Tourists heading to the Sacré-Coeur cathedral and shoppers on Rochechouart Boulevard stopped to watch the march of trade unions and groups representing the unemployed and working poor.
With the rapid rise of unemployment figures, their plight may seem more relevant than ever. But Pierre-Étienne Bouchet, the spokesman of AC!, the group that organised the march, says unemployment is not just related to the economic crisis.
"The situation is getting worse" he says, but politicians only blame it on the crisis.
Some marchers held signs calling for 'jobs for everyone'. Many of the participants, including members of left-wing trade unions, are thinking big: anti-capitalist, for the most part, they want a new world order.
One of the marchers is Vladimir Bizet-Sefani, who works for Pôle Emploi, the French unemployment office, in Lorient, Brittany.
He says it's discouraging to work there under the current system, which he says needs to change.
"The past fourty years has been very tough for working people," he said, pointing to the evolution in employment contracts, towards short-term and part-time work.
"Workers say to themselves, it's better than nothing, But the problem is that people can't get the fridge filled, they can't send their kids to university, they can't go to holidays. And this is a 40-year issue."
Virginie Gorson would like to see more of a focus on solidarity than on competitiveness. She is with the MNCP, a national organisation of groups working on unemployment issues. But she is also thinking of more immediate issues.
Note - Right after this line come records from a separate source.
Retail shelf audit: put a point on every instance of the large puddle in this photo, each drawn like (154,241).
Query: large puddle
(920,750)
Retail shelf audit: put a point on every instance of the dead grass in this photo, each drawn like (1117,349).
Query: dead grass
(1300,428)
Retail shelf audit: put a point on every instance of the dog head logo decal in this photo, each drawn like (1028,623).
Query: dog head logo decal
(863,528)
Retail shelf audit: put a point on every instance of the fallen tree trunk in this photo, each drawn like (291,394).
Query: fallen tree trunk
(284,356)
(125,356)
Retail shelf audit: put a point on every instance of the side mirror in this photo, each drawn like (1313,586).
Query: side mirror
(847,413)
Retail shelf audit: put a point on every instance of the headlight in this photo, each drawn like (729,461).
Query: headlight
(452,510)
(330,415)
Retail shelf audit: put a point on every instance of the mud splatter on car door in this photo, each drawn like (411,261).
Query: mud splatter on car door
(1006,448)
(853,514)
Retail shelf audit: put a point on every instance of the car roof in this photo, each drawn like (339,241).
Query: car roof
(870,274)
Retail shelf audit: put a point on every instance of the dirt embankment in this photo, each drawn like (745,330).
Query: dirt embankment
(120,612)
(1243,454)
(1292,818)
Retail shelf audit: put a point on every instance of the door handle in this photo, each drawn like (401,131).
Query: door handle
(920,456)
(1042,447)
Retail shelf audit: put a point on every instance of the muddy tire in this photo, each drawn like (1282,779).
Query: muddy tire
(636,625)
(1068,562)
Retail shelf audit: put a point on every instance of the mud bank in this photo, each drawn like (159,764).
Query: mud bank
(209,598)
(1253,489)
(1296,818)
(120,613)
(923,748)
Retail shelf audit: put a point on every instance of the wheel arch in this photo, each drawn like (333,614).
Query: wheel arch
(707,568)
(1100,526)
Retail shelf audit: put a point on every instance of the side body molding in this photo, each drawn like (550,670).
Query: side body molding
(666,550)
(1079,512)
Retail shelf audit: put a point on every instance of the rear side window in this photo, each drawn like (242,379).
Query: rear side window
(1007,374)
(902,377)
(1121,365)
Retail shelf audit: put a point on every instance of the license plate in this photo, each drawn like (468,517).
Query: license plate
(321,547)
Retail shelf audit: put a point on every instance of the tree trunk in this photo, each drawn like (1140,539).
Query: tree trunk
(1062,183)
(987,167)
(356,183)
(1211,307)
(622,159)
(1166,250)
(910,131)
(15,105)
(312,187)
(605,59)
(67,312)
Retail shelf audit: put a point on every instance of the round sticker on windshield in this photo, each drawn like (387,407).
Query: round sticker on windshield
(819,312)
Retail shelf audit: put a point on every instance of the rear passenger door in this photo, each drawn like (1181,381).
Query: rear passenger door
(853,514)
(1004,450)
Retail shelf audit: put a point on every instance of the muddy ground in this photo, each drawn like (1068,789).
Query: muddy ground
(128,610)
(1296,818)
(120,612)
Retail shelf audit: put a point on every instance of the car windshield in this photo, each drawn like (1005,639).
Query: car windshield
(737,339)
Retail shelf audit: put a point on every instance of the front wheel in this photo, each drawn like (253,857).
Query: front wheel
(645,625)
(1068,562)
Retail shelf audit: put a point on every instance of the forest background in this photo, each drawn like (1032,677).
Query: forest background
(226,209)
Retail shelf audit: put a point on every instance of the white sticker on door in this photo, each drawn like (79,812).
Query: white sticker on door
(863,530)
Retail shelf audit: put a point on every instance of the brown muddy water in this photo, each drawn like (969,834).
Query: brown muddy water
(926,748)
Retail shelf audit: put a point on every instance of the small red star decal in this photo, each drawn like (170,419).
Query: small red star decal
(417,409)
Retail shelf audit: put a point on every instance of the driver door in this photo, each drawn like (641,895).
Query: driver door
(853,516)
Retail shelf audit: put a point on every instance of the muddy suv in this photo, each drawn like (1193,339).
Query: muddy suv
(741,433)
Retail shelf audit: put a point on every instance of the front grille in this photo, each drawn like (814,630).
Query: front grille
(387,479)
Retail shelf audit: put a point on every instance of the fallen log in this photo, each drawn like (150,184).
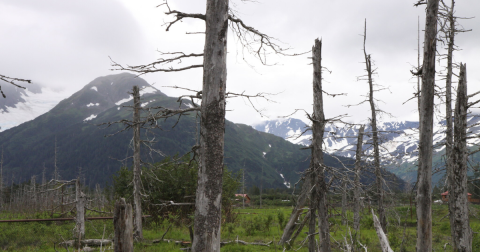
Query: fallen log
(88,242)
(63,219)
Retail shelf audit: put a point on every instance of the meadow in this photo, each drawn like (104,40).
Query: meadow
(251,225)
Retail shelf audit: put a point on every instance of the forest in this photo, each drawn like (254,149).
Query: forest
(194,198)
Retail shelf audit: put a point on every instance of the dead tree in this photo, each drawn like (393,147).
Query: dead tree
(380,192)
(213,95)
(80,205)
(381,235)
(424,179)
(123,225)
(357,188)
(137,201)
(457,192)
(318,128)
(297,210)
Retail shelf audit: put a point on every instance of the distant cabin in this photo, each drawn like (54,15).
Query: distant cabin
(240,196)
(445,198)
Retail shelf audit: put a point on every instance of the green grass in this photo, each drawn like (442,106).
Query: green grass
(252,225)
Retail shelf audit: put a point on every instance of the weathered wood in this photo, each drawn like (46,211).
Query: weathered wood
(80,206)
(357,188)
(63,219)
(137,200)
(318,128)
(424,176)
(212,129)
(457,193)
(381,235)
(123,225)
(297,210)
(380,193)
(88,242)
(299,229)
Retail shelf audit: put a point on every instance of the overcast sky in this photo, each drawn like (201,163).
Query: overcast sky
(66,44)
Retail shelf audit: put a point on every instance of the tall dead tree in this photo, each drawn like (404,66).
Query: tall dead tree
(380,192)
(1,181)
(213,95)
(318,128)
(297,210)
(208,211)
(457,193)
(357,188)
(424,179)
(137,201)
(80,199)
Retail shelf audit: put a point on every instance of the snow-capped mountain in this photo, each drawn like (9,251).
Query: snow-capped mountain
(399,140)
(22,105)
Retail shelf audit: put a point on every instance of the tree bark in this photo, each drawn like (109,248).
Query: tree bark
(318,128)
(356,191)
(424,179)
(137,201)
(80,217)
(297,210)
(381,235)
(457,193)
(212,129)
(344,202)
(123,225)
(376,153)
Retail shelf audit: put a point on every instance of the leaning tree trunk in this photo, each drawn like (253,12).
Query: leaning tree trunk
(356,191)
(424,179)
(313,208)
(80,217)
(449,164)
(212,129)
(376,153)
(457,193)
(297,210)
(318,128)
(137,201)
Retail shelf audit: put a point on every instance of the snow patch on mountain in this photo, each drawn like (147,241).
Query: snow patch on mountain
(35,104)
(90,118)
(124,100)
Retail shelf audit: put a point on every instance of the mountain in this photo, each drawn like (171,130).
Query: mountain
(399,141)
(22,105)
(82,148)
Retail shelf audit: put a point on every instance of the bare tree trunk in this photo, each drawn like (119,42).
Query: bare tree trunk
(424,180)
(137,201)
(318,128)
(313,208)
(1,182)
(356,191)
(449,164)
(381,235)
(208,211)
(299,229)
(297,210)
(122,222)
(80,205)
(344,202)
(457,193)
(376,153)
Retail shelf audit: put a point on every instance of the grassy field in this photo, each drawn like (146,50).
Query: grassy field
(251,225)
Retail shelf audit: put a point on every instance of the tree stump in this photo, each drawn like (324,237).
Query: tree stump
(123,224)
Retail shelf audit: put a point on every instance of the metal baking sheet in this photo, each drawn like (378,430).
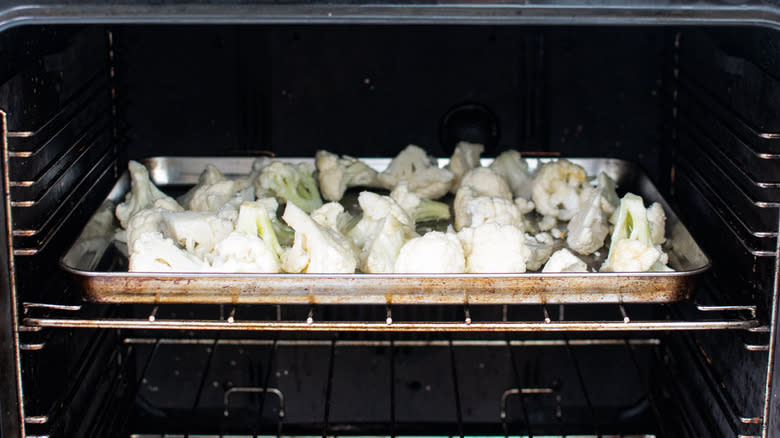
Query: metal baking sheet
(99,270)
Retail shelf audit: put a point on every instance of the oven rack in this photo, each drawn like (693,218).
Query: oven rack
(389,318)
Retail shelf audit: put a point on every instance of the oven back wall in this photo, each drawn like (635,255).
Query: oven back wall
(371,90)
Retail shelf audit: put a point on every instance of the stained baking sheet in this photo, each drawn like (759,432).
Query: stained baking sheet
(100,270)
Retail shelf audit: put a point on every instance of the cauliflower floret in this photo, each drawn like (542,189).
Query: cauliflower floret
(494,248)
(212,197)
(420,171)
(420,209)
(513,168)
(631,248)
(433,253)
(143,194)
(493,210)
(336,174)
(547,223)
(525,205)
(152,252)
(541,246)
(564,261)
(332,215)
(589,227)
(657,218)
(627,255)
(477,183)
(242,252)
(291,182)
(316,249)
(381,251)
(254,219)
(375,209)
(198,232)
(145,221)
(210,175)
(465,158)
(557,189)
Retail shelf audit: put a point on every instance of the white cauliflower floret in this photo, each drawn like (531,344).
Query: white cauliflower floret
(477,183)
(525,205)
(629,255)
(513,168)
(254,219)
(316,249)
(564,261)
(210,175)
(465,158)
(419,171)
(332,215)
(589,227)
(557,189)
(547,223)
(290,182)
(541,246)
(420,209)
(143,194)
(433,253)
(336,175)
(152,252)
(381,251)
(212,197)
(493,210)
(375,209)
(198,232)
(241,252)
(631,248)
(657,218)
(145,221)
(494,248)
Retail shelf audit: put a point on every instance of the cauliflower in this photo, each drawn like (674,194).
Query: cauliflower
(541,246)
(152,252)
(316,249)
(564,261)
(242,252)
(336,174)
(210,175)
(332,215)
(420,171)
(143,194)
(291,182)
(198,232)
(420,209)
(631,248)
(145,221)
(657,218)
(381,251)
(589,227)
(494,248)
(479,182)
(465,158)
(375,209)
(557,189)
(254,219)
(433,253)
(513,168)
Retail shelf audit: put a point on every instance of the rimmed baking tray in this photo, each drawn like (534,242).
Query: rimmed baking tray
(99,270)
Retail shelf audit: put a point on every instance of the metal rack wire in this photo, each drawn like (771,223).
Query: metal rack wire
(744,319)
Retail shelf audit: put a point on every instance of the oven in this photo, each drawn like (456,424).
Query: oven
(688,92)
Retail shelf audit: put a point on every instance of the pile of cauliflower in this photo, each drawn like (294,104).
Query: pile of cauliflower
(507,219)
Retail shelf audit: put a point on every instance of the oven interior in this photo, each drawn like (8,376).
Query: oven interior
(696,107)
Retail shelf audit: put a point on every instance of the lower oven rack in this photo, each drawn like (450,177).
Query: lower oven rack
(458,318)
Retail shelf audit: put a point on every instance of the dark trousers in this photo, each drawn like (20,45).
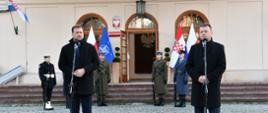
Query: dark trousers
(211,110)
(47,93)
(86,101)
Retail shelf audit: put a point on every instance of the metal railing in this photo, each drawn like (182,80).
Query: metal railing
(11,75)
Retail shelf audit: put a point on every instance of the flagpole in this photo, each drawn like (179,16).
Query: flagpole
(16,29)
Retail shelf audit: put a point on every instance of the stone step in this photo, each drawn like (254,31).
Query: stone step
(133,92)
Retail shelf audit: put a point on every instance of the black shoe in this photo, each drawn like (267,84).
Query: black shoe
(182,104)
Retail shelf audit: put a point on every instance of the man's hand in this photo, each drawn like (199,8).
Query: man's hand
(202,79)
(80,72)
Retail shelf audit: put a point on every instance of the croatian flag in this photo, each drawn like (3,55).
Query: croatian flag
(14,7)
(191,38)
(106,47)
(179,44)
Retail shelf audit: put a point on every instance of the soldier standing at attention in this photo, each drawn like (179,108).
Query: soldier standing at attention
(48,81)
(159,73)
(102,80)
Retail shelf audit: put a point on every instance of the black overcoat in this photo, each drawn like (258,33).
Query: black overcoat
(216,65)
(88,60)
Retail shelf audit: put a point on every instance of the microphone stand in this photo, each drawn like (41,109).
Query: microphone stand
(205,70)
(73,66)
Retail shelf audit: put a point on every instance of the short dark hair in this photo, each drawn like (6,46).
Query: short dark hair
(76,26)
(206,25)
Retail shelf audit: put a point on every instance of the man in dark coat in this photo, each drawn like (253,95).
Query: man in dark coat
(216,65)
(102,79)
(48,81)
(85,60)
(159,73)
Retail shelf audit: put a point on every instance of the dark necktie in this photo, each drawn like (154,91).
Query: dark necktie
(77,54)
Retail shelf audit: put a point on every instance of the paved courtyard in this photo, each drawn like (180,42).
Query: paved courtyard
(139,108)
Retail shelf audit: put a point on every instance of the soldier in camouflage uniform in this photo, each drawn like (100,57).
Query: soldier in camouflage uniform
(102,79)
(159,73)
(48,81)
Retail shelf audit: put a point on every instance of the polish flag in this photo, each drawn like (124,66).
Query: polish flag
(91,39)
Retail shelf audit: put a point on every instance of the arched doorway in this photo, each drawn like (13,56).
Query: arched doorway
(142,43)
(187,18)
(94,20)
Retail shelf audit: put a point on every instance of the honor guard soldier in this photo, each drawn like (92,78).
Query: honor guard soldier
(102,79)
(48,81)
(159,73)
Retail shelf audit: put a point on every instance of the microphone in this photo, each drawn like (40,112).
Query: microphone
(76,45)
(204,42)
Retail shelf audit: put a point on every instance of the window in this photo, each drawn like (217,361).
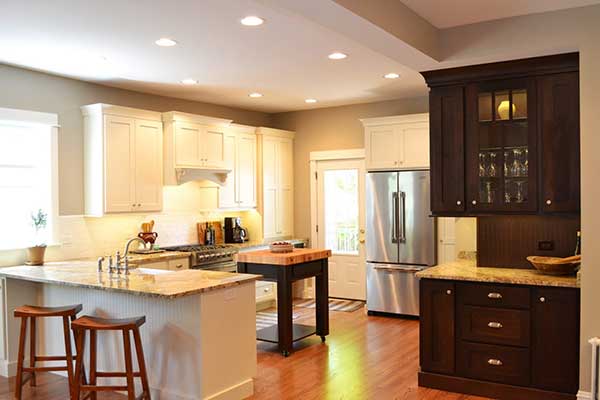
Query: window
(27,176)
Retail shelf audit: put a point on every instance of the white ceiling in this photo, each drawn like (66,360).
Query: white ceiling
(449,13)
(112,42)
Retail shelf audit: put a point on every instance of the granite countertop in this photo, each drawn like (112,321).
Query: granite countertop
(467,270)
(140,259)
(140,281)
(298,256)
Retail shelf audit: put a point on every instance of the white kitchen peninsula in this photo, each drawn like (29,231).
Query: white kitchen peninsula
(199,338)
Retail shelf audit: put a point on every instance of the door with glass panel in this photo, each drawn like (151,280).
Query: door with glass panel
(501,142)
(340,216)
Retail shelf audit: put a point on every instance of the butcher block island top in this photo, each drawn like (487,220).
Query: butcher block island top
(298,256)
(143,282)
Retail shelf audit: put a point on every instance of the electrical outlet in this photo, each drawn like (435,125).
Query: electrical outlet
(546,245)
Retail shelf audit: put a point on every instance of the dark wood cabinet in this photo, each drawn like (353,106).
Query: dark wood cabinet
(446,119)
(499,340)
(560,161)
(437,326)
(555,343)
(504,137)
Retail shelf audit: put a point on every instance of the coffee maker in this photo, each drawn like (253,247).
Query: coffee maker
(234,233)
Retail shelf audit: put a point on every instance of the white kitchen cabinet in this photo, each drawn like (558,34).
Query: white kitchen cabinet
(276,159)
(395,143)
(122,160)
(193,142)
(239,188)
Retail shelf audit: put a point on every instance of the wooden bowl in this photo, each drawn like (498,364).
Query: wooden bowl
(550,266)
(281,247)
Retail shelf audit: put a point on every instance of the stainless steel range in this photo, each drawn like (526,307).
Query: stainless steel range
(219,257)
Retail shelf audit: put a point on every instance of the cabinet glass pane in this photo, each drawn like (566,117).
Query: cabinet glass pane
(519,104)
(502,105)
(485,106)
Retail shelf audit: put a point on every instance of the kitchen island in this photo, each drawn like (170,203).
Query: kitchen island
(199,337)
(286,268)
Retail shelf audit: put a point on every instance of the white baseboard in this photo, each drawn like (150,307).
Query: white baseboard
(240,391)
(581,395)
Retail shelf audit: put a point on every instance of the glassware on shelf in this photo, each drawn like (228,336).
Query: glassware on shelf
(482,168)
(492,170)
(520,197)
(489,193)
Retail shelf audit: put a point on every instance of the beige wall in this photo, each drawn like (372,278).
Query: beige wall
(332,128)
(29,90)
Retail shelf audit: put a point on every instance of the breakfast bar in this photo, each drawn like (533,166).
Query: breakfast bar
(286,268)
(199,332)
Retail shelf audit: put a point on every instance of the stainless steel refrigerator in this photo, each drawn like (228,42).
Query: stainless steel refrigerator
(401,239)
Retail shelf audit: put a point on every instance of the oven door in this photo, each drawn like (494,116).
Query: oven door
(223,266)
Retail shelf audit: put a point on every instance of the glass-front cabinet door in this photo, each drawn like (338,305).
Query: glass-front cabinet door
(501,146)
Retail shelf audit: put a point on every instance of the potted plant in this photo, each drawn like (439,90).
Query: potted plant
(39,220)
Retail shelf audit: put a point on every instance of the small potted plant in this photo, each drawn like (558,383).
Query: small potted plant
(39,220)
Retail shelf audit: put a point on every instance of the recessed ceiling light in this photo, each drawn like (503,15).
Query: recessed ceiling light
(189,81)
(165,42)
(337,56)
(252,20)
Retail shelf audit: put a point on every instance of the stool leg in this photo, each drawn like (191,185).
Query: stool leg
(32,338)
(128,365)
(21,359)
(93,367)
(79,346)
(68,352)
(142,364)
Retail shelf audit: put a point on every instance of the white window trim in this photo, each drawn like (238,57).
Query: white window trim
(51,121)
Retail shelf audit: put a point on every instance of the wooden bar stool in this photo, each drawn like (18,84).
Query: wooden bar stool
(95,324)
(31,313)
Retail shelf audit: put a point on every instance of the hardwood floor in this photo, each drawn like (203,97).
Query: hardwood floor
(363,358)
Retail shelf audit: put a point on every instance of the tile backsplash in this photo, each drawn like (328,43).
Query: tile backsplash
(84,237)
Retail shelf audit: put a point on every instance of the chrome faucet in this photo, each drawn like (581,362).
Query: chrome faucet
(129,243)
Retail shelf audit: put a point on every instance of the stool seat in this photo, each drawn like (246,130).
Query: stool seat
(37,311)
(104,324)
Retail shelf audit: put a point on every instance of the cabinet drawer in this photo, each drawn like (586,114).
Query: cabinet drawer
(495,325)
(500,296)
(509,365)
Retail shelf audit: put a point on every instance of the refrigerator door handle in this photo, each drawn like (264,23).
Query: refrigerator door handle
(402,221)
(395,209)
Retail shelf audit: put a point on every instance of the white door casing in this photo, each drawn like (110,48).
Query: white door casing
(347,270)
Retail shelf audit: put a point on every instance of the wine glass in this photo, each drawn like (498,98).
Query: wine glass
(492,169)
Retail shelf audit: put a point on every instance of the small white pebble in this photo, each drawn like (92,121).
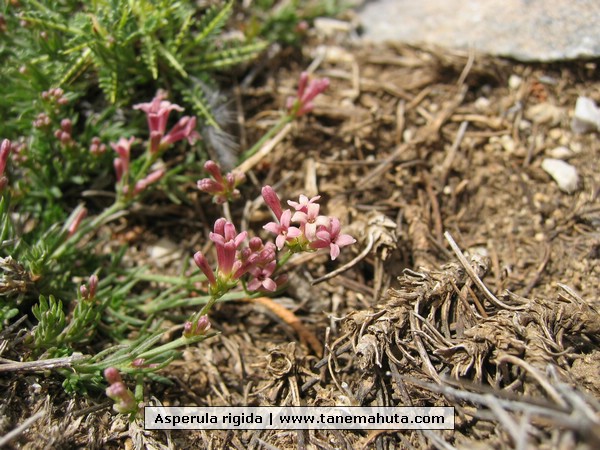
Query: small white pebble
(482,104)
(560,153)
(514,81)
(563,173)
(586,117)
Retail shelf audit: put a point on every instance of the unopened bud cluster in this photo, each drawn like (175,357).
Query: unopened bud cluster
(222,188)
(125,402)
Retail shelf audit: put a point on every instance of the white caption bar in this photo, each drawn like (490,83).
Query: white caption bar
(298,418)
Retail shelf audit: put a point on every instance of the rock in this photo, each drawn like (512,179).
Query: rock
(527,30)
(586,117)
(563,173)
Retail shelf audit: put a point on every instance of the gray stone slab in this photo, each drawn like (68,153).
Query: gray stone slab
(527,30)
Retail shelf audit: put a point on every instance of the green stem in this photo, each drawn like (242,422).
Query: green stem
(189,301)
(86,227)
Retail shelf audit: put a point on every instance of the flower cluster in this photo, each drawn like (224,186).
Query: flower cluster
(88,292)
(157,112)
(121,164)
(307,91)
(55,95)
(197,327)
(313,231)
(63,134)
(125,402)
(97,147)
(222,188)
(259,259)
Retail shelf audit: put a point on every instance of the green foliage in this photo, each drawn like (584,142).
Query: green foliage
(51,322)
(70,74)
(117,45)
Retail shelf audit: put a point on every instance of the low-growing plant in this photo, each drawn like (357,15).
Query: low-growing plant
(46,268)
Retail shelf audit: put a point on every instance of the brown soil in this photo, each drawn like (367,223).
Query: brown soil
(504,324)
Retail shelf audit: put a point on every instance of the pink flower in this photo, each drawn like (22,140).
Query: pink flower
(89,291)
(330,237)
(227,241)
(157,112)
(310,220)
(302,205)
(151,178)
(272,201)
(123,149)
(80,214)
(199,328)
(282,229)
(307,91)
(117,391)
(4,154)
(262,278)
(203,265)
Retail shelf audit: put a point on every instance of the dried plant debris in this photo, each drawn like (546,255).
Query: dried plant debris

"If we want jobs for everyone, we have to share the jobs. We have to change everything. So we know that right now it's not possible to do in a few months- so what we're saying is [...] to increase the income, minimum income for unemployed people."
The minimum welfare payment for the unemployed, called the RSA, is currently 460 euros a month. The poverty line is 964 euros a month.
Gorson would like to see an increase of 250 euros at least. In the long term, she'd like to see a shift in politics towards solidarity instead of competitiveness.
And while she doubts a demonstration like this can change much, it does offer some solidarity to the unemployed.
"It's a sign to all these people who feel isolated [...] it's a way to say, well, you're not alone, there are people like you - who are fighting for your rights.
Daniel Paris-Clavel is living on the RSA after his unemployment benefits ran out in September.
"You know, in this society, the most part of the people are their relationship from their job. So in this demonstration [...] for us first it's important first to be together."
And at least for three hours on Saturday, they were together on the streets of Paris.